咲幸と一緒に寝たことは覚えている。起こさないよう気遣いながら、咲幸がそっとベッドから出ていったことも覚えている。
もう、自宅に咲幸の姿は無かった。午前は自動車学校で、午後はアルバイトだ。夜に帰宅する予定であることを、倖枝は把握していた。
自室からリビングに出ると、明るい窓の外に、洗濯物が干されていた。きっと、風呂掃除も済んでいるのだろう。
受験を終えてから、再び咲幸が家事を行うことになったと、倖枝は思った。
あまりいい気はしなかった。
休日の午前は、自宅でぼんやりと過ごしていた。
正午を回り、昼食にインスタントラーメンを食べた。片付けまでを終えると、私服に着替え、夕飯の買い物へと出かけた。
だが、向かった先はスーパーマーケットではなく、舞夜の館だった。ただの気まぐれだった。
門でインターホンを押し、家政婦に招かれた。
「いっつもアポ無しで来ますよね……」
玄関の扉を開けると、ちょうど舞夜が二階から螺旋階段を下りようとしていた。呆れ顔だった。

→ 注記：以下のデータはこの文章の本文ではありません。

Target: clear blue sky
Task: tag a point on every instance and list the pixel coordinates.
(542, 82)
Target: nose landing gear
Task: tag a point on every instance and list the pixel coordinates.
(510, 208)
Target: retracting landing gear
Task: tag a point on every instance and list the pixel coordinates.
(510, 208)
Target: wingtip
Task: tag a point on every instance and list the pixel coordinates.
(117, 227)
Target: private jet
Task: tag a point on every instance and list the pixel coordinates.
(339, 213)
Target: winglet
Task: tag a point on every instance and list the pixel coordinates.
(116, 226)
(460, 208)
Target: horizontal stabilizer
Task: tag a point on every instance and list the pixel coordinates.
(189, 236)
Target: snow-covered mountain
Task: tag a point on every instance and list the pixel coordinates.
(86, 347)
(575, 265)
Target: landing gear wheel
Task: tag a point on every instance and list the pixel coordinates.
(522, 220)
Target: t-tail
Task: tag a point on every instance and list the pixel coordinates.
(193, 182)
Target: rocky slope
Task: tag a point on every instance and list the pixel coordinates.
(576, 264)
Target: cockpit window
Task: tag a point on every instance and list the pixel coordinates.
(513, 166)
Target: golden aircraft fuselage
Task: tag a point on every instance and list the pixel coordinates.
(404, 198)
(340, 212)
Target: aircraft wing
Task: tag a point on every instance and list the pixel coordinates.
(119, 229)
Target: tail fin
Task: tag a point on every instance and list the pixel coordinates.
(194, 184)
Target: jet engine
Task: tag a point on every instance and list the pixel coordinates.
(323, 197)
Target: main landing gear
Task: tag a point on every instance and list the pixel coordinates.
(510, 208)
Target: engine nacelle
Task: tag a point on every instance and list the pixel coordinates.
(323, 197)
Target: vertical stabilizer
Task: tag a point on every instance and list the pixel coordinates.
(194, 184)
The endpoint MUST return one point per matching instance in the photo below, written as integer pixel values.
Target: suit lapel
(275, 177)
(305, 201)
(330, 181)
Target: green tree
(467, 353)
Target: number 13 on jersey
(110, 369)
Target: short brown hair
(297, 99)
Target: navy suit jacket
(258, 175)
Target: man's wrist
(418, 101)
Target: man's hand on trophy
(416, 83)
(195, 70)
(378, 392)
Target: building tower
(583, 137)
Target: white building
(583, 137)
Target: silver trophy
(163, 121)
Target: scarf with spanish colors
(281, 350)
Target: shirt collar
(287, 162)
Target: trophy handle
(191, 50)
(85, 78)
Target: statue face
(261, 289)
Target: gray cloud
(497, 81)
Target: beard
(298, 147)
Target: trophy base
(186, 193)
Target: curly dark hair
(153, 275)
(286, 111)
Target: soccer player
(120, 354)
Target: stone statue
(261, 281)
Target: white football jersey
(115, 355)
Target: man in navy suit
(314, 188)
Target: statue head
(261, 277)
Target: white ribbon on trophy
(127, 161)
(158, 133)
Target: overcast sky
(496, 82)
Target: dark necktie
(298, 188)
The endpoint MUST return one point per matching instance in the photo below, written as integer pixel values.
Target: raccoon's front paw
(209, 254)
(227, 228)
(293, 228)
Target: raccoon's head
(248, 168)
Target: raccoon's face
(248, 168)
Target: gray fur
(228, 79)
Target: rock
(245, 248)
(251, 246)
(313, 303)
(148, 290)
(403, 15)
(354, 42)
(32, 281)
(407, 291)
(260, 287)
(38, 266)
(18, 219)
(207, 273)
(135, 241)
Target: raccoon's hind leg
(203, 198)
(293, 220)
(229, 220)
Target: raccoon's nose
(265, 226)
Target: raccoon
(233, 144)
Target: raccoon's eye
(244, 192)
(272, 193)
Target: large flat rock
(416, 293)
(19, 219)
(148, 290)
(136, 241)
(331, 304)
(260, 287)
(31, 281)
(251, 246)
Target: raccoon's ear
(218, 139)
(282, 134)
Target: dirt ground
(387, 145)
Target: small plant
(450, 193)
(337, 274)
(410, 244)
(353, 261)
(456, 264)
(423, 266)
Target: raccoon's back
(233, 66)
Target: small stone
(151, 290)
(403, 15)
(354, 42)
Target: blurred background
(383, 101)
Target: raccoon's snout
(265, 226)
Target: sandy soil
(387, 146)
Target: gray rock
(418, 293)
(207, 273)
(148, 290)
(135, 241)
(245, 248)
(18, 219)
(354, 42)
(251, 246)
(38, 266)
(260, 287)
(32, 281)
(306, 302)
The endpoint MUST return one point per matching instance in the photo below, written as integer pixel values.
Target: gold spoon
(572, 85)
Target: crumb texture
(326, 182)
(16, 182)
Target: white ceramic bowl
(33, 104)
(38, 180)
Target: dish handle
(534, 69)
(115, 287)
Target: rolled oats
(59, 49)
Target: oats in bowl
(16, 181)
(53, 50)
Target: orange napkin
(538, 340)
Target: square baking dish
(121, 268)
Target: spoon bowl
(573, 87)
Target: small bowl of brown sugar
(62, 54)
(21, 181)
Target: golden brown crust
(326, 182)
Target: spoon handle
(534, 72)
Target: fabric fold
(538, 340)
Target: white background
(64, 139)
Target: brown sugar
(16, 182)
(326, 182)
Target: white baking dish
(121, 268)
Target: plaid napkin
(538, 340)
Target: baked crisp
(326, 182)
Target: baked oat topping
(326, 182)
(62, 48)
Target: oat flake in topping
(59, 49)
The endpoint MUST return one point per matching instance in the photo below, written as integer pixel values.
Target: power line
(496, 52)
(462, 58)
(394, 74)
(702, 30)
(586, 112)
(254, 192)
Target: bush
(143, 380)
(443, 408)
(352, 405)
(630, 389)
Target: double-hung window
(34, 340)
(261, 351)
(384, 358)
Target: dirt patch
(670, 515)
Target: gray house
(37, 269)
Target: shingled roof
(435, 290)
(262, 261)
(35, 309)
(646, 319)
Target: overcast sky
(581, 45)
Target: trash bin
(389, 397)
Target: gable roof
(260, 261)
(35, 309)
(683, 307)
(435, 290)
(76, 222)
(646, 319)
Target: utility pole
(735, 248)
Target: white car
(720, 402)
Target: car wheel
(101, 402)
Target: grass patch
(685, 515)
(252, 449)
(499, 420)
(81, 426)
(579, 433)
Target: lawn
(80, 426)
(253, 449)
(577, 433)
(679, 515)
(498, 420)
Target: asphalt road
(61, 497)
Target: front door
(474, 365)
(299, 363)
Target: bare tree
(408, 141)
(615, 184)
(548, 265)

突然押しかけて舞夜が居る可能性は、倖枝の中で半々だった。不在の可能性も考えていたが、居てよかったと思う。
「ねぇ……。あんたの部屋に行ってもいい?」
「構いませんけど」
どうせ家政婦は外して、ふたりきりになるのだから、どこで話してもよかった。倖枝はただ、久々に舞夜の部屋を見たかっただけだ。

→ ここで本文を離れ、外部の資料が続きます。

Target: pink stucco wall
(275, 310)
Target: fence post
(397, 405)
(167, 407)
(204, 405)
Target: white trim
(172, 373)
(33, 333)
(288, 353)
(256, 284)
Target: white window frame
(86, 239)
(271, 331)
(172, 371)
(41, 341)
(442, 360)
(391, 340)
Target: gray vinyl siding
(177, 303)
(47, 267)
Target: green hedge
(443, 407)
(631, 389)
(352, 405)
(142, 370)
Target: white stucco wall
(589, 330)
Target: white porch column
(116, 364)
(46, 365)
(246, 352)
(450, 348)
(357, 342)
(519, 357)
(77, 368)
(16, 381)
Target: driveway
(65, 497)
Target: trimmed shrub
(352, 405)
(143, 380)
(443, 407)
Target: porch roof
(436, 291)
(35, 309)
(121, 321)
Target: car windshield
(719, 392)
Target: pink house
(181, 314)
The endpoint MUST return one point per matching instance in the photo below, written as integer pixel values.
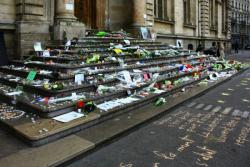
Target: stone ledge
(49, 155)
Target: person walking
(236, 47)
(222, 51)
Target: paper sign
(31, 76)
(79, 78)
(127, 76)
(38, 47)
(46, 53)
(68, 117)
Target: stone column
(65, 10)
(65, 21)
(32, 25)
(138, 17)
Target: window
(213, 9)
(163, 10)
(189, 11)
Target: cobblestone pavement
(212, 130)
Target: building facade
(240, 22)
(24, 22)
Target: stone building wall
(7, 23)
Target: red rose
(80, 104)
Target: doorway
(85, 11)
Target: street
(212, 130)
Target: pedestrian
(222, 51)
(236, 47)
(218, 49)
(199, 48)
(213, 49)
(190, 47)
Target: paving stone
(227, 110)
(199, 106)
(191, 104)
(217, 109)
(245, 114)
(208, 107)
(237, 113)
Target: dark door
(85, 11)
(3, 55)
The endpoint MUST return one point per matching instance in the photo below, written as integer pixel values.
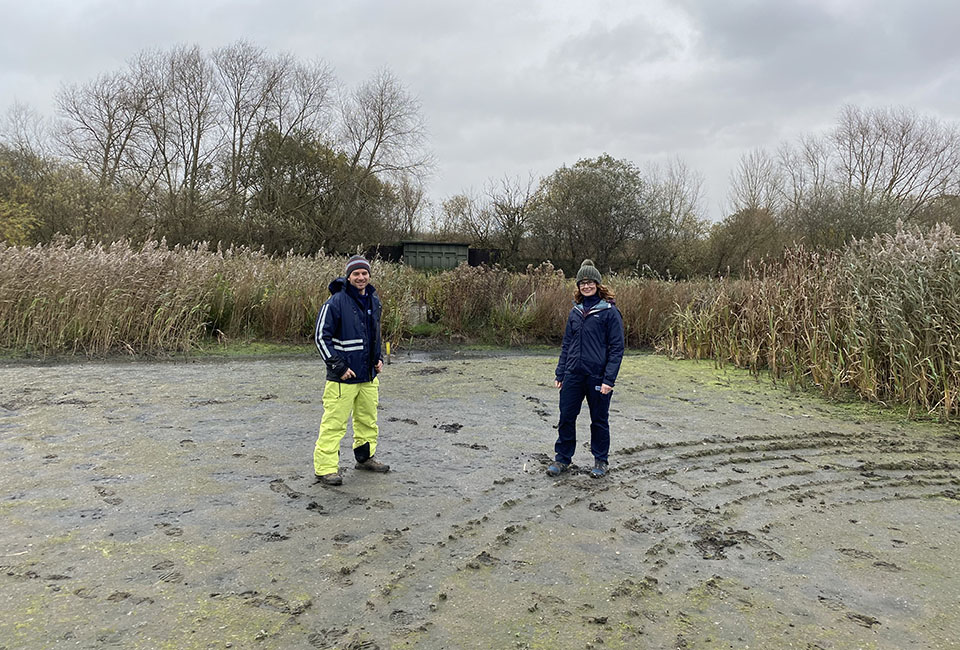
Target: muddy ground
(173, 505)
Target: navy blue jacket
(346, 336)
(592, 343)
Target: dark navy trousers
(575, 388)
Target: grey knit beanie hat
(588, 272)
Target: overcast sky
(511, 87)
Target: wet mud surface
(173, 505)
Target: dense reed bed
(880, 318)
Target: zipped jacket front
(592, 343)
(347, 336)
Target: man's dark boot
(370, 465)
(599, 470)
(557, 468)
(329, 479)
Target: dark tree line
(240, 146)
(233, 146)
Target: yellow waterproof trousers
(339, 401)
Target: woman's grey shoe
(329, 479)
(599, 469)
(371, 465)
(557, 468)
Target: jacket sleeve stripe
(318, 335)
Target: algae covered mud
(172, 505)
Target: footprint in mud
(863, 619)
(887, 566)
(325, 639)
(712, 544)
(402, 618)
(169, 529)
(643, 528)
(109, 496)
(629, 589)
(482, 559)
(475, 445)
(278, 486)
(430, 370)
(671, 503)
(167, 574)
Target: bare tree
(511, 203)
(100, 123)
(895, 156)
(245, 84)
(756, 183)
(25, 129)
(383, 129)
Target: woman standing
(589, 362)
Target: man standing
(348, 338)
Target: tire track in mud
(468, 544)
(683, 519)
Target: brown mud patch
(172, 505)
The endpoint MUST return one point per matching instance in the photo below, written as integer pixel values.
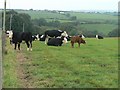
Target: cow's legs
(15, 46)
(31, 45)
(78, 44)
(19, 46)
(27, 45)
(46, 40)
(72, 44)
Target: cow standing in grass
(18, 37)
(54, 34)
(99, 37)
(57, 41)
(77, 39)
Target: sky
(65, 5)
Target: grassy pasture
(108, 22)
(43, 14)
(94, 65)
(94, 17)
(104, 28)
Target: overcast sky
(62, 4)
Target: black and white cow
(99, 37)
(40, 37)
(9, 33)
(18, 37)
(54, 34)
(57, 41)
(34, 37)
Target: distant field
(104, 28)
(95, 17)
(92, 65)
(43, 14)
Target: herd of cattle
(51, 38)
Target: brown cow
(77, 39)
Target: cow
(34, 37)
(18, 37)
(99, 37)
(57, 41)
(9, 33)
(40, 37)
(77, 39)
(82, 36)
(53, 34)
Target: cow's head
(64, 39)
(64, 34)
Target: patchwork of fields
(101, 22)
(94, 65)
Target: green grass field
(103, 28)
(94, 65)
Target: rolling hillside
(102, 22)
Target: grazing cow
(99, 37)
(68, 38)
(82, 36)
(18, 37)
(9, 33)
(54, 34)
(34, 37)
(77, 39)
(57, 41)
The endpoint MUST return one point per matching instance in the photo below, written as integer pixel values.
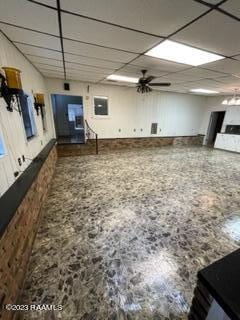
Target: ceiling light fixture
(177, 52)
(232, 101)
(116, 77)
(204, 91)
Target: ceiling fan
(144, 83)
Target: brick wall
(106, 145)
(17, 240)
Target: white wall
(176, 114)
(11, 124)
(232, 116)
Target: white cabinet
(230, 142)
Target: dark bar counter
(217, 295)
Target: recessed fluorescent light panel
(117, 77)
(177, 52)
(204, 91)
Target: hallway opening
(68, 118)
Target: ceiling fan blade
(149, 78)
(160, 84)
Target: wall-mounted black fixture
(11, 87)
(39, 102)
(66, 86)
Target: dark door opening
(215, 127)
(68, 118)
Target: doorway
(68, 118)
(215, 127)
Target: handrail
(88, 132)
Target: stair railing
(91, 135)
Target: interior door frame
(68, 95)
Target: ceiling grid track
(61, 37)
(98, 61)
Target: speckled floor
(123, 235)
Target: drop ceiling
(88, 40)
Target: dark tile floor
(123, 235)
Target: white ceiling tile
(45, 61)
(43, 70)
(153, 16)
(234, 81)
(52, 3)
(178, 78)
(214, 32)
(53, 75)
(70, 65)
(102, 34)
(97, 52)
(227, 65)
(92, 61)
(146, 62)
(203, 84)
(213, 1)
(81, 78)
(203, 73)
(27, 14)
(45, 67)
(88, 73)
(48, 66)
(34, 38)
(232, 6)
(26, 49)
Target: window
(44, 119)
(101, 106)
(28, 116)
(154, 128)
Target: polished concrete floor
(123, 235)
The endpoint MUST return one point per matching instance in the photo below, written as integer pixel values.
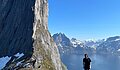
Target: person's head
(86, 56)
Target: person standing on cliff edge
(86, 62)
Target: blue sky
(85, 19)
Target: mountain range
(109, 45)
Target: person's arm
(90, 59)
(83, 63)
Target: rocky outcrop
(24, 30)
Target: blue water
(99, 62)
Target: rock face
(23, 30)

螺旋階段を上り、二階の一番奥――舞夜の部屋へと入った。
いつ以来なのかは、わからない。綺麗に整理された部屋は家具が在り、以前見た光景から変わっていないと、倖枝は思った。
「意外と『準備』は出来てないのね……」
昨日、咲幸がこの館で夕飯を食べたと聞いて、もしやと思ったのだ。
玄関の様子も変わりは無かった。おそらく、館全体がそうなのだろう。咲幸が違和感を持つはずが無い。
「準備というか……この家は、このままですよ」
「ちゃんと固定資産税は払いなさいよ?」
倖枝は苦笑すると、舞夜を背後から抱きしめた。
咲幸と共にふたりを抱きしめたことはある。しかし、こうして舞夜だけを抱きしめるのは、久々だった。
細い肩、柔らかい腕、そして絹のように滑らかな黒髪――記憶に残っていた感触を、思い出した。

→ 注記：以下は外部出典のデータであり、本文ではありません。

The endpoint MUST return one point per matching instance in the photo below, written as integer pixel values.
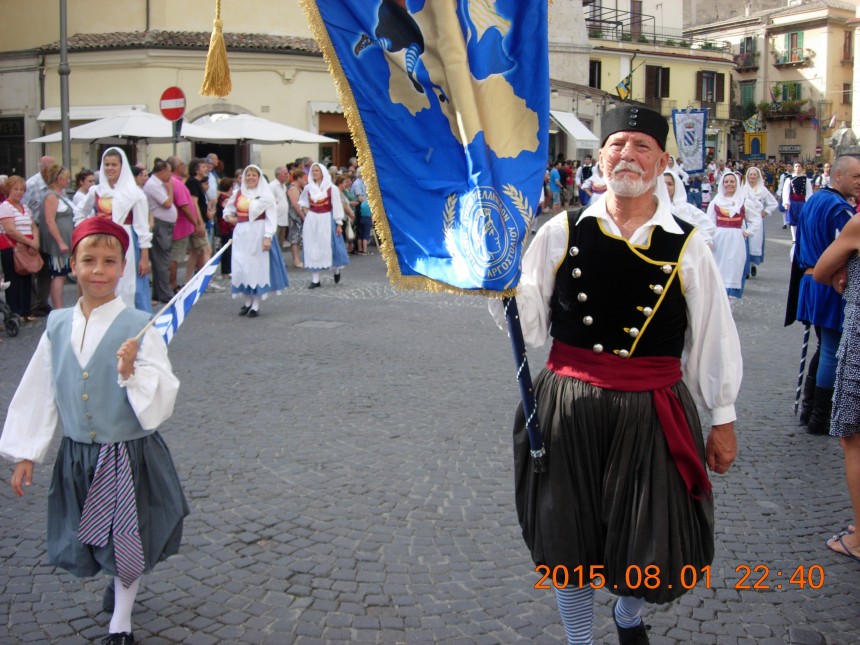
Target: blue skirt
(161, 505)
(278, 280)
(339, 256)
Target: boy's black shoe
(631, 635)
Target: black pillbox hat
(637, 119)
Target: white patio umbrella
(246, 128)
(119, 128)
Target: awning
(575, 128)
(86, 112)
(326, 107)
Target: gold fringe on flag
(216, 77)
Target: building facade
(794, 72)
(125, 53)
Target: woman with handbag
(322, 232)
(55, 229)
(19, 247)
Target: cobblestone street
(347, 461)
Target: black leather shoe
(108, 598)
(631, 635)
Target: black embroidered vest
(617, 297)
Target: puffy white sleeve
(153, 387)
(537, 281)
(712, 362)
(140, 221)
(336, 205)
(304, 198)
(32, 418)
(85, 208)
(230, 205)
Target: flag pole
(181, 292)
(803, 349)
(524, 380)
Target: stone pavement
(347, 461)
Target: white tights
(123, 605)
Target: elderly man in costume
(642, 335)
(823, 216)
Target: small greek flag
(167, 320)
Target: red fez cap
(99, 226)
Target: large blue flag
(448, 104)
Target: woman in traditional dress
(257, 265)
(56, 226)
(323, 226)
(736, 219)
(83, 180)
(682, 209)
(756, 191)
(118, 197)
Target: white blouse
(711, 361)
(33, 417)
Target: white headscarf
(734, 203)
(260, 198)
(318, 191)
(124, 193)
(680, 195)
(759, 187)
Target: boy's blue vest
(93, 408)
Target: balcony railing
(746, 62)
(715, 110)
(797, 57)
(663, 106)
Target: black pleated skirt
(613, 496)
(161, 505)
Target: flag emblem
(466, 97)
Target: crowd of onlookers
(173, 211)
(726, 202)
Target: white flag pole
(181, 292)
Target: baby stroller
(10, 320)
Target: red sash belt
(650, 373)
(730, 222)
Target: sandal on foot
(830, 543)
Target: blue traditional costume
(115, 503)
(820, 305)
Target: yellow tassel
(216, 77)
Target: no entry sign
(172, 104)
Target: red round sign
(172, 104)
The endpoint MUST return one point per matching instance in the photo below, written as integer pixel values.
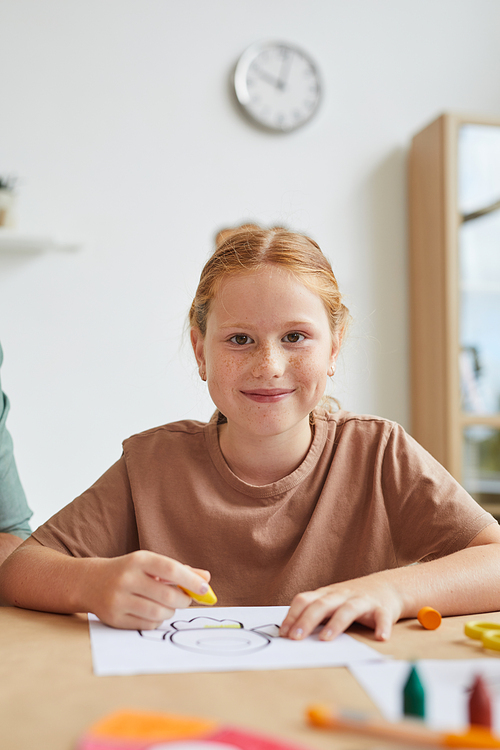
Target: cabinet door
(479, 313)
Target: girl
(278, 498)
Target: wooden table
(49, 694)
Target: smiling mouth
(269, 396)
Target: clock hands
(265, 76)
(285, 68)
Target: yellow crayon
(209, 598)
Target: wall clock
(278, 85)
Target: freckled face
(267, 351)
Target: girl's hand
(374, 603)
(140, 590)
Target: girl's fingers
(340, 610)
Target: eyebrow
(289, 324)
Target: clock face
(278, 85)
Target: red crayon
(480, 710)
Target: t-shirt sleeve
(99, 523)
(430, 514)
(14, 510)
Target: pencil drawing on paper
(207, 635)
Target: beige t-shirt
(366, 498)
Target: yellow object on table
(486, 632)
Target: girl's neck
(260, 460)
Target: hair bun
(223, 235)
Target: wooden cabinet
(454, 213)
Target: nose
(268, 361)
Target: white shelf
(12, 241)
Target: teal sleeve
(14, 510)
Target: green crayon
(413, 695)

この部屋に変化は無いと感じていたが、倖枝は気づいた。
ベッドにはクラゲと猫のぬいぐるみが置かれ、本棚には納車式の写真が飾られていた。
いや、初めは机とベッドしか無い、ひどく殺風景な部屋だった。
あの秋の夕暮れに、この部屋で少女と『再会』したのだった。
そう。陽は落ちていた。
「私を巻き込んだ責任……取りなさい」
倖枝はぽつりと漏らし、舞夜を放した。
舞夜が振り返る。長い黒髪が揺れた。
「どうしたんですか?」
舞夜は素っ気ない表情で、倖枝を見上げた。
藍色の瞳は、やはり妖艶で――まるで、汚く濁った水槽のようだった。
ずっと、そこで溺れていた。ずっと、魅了されていた。
倖枝はこの小さな魔女に囚われ、手のひらで踊らされていた自覚があった。
それでも構わなかった。結果的に、ろくでもない人生が少しは良くなった。恨むどころか、感謝している。
しかし、この長い夜はじきに明けようとしていた。だから、この手できちんと終わらせなければならない。
もう選んだのだから――全ては『娘達』を幸せにしたいという一心で。